NAME: Kaplan (Skolnick), Devora


Devora was born in 1914 to Fania and Hayim Skolnick in Bialystok, Poland. The father worked in a rope factory, while the mother was a homemaker, caring for Devora and her sister Yehudit. The family was traditional and Zionist.

Devora studied at the Tarbut Gymnasium, where she became fluent in Hebrew. At age thirteen, she joined Beitar with some of her friends. She was trained in a Polish village where tobacco was grown. When she returned home, Devora became a Beitar instructor, educating young girls to love the homeland.

She met Shmuel Kaplan in the movement, and they married in their late teens, in Bialystok. As Beitar pioneers, they received certificates and made aliya in 1933, settling in Tel Aviv. Shmuel was a driver for the municipality, while Devora was a waitress.

In 1936, her parents and sister made aliyah themselves, with certificates, and they settled in Ramat Gan.

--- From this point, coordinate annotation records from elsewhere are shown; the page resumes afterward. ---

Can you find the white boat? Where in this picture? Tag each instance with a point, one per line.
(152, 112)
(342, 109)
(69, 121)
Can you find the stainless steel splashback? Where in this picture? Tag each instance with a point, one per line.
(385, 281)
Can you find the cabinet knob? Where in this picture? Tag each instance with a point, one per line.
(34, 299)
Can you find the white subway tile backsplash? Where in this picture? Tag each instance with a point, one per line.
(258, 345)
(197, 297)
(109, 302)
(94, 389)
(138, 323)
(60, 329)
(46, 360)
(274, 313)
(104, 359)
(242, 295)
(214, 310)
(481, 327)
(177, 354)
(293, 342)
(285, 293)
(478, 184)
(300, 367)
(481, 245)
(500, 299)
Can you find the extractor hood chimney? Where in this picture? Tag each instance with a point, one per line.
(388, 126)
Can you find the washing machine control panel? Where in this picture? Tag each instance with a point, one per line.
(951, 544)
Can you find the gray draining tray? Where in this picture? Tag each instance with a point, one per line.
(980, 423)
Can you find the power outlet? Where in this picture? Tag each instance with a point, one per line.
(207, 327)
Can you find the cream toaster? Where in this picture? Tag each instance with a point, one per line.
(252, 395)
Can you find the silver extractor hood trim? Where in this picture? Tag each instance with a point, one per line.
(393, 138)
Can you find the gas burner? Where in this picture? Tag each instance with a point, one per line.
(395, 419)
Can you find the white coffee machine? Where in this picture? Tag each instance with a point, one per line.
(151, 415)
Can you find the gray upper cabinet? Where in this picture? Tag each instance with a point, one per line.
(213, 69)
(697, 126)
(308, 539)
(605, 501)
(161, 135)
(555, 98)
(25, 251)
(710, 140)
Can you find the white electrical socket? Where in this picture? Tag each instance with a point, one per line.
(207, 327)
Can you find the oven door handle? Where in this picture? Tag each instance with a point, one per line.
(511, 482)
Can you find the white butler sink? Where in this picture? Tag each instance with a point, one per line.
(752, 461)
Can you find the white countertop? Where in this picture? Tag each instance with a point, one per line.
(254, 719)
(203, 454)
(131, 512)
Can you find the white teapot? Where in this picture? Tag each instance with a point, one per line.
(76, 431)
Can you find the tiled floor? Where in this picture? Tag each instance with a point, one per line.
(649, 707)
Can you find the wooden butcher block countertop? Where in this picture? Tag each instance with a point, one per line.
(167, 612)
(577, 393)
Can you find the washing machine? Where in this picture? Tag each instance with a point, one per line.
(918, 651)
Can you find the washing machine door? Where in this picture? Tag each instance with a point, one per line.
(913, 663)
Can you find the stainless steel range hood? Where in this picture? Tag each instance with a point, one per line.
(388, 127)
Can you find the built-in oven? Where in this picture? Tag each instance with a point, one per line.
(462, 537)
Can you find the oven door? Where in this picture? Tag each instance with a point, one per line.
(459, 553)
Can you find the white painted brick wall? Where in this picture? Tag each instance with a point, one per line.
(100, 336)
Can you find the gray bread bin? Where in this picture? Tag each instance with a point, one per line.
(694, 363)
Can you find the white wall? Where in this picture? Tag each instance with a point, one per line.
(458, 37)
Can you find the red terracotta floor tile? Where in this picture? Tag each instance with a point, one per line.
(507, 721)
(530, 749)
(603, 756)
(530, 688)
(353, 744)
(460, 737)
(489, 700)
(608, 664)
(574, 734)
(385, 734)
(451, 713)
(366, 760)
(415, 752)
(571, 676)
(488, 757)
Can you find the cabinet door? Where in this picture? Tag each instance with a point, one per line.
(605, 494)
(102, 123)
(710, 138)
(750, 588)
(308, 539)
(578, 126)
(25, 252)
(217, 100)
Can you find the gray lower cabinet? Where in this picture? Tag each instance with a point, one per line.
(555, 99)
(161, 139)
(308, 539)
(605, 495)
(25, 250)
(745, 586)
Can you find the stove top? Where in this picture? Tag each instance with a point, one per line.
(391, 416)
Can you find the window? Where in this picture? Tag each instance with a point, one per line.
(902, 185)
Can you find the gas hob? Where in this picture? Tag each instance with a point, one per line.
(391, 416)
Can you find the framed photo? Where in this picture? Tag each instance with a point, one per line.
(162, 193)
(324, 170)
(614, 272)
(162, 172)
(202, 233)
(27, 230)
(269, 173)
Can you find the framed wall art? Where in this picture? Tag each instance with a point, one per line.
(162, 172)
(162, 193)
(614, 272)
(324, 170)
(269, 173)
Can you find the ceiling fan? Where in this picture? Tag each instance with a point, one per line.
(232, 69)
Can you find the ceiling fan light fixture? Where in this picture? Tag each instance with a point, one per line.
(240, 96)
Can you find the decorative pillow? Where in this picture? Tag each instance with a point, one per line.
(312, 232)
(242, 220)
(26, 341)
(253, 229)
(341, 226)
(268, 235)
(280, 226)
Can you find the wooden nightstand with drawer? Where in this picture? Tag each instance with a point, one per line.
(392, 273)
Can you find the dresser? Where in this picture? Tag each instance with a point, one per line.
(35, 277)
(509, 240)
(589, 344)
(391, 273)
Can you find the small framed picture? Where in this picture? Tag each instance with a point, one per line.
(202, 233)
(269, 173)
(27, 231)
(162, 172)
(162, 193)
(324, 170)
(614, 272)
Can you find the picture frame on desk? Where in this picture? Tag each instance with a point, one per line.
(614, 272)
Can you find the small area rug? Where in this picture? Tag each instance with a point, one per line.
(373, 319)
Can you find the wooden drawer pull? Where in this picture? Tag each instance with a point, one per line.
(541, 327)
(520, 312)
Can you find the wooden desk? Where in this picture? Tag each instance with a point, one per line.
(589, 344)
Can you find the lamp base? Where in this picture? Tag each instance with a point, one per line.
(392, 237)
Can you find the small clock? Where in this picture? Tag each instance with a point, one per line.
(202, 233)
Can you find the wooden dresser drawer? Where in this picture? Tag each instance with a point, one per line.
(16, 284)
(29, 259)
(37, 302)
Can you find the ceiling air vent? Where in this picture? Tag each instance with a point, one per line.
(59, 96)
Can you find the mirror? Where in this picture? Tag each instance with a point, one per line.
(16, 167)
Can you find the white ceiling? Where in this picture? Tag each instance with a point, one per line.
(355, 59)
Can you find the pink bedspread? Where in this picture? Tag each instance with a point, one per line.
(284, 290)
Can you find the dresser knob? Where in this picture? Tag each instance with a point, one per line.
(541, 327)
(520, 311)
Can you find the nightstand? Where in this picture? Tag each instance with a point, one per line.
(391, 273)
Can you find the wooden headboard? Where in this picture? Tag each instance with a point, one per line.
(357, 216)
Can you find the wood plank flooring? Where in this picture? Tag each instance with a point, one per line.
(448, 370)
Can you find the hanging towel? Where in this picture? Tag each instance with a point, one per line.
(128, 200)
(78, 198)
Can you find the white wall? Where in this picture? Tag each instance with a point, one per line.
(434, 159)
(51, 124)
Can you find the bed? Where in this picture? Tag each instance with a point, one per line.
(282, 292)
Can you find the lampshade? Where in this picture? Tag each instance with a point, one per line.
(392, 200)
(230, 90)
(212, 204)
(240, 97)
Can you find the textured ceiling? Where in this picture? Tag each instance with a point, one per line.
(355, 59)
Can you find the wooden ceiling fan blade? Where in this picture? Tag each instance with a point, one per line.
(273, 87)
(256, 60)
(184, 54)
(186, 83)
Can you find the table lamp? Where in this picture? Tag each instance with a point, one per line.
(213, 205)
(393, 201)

The father found work in the Yerushalmi factory. When Tova was born the same year, Devora quit her waitressing job and dedicated her time to her daughter, and then to her son Shammai, born in 1939.

Upon arriving in the country, Shmuel was active in the IZL; after the split, he went to Lehi.

Devora knew of his activities, and she gave him support and strength. She would always assist and encourage him. Shmuel was arrested after the 1940 APC Bank robbery in Tel Aviv, and he would spend over six years in prison and detention camps, in Israel and aboard.

Devora took her young children and moved in with her parents in Ramat Gan. They helped her a great deal through Shmuel’s long imprisonment and exile. When he returned, he rebuilt his life with his family, and they all moved to Shikun HaVatikim in Ramat Gan.

The greatest tragedy of her life was the death of Shammai, then a major, in the Six-Day War at Bir Gifgafa in the Sinai. He received the Medal of Courage for his gallantry. His son Ittai was only four years old, while his daughter Shammit was born a week after his death.

Shmuel died in 1975 of a heart attack, leaving Devora and Tova.

Devora was an inseparable part of her husband’s activity. She bore the brunt of the suffering and isolation while he was in detention for over six years, in Israel and abroad.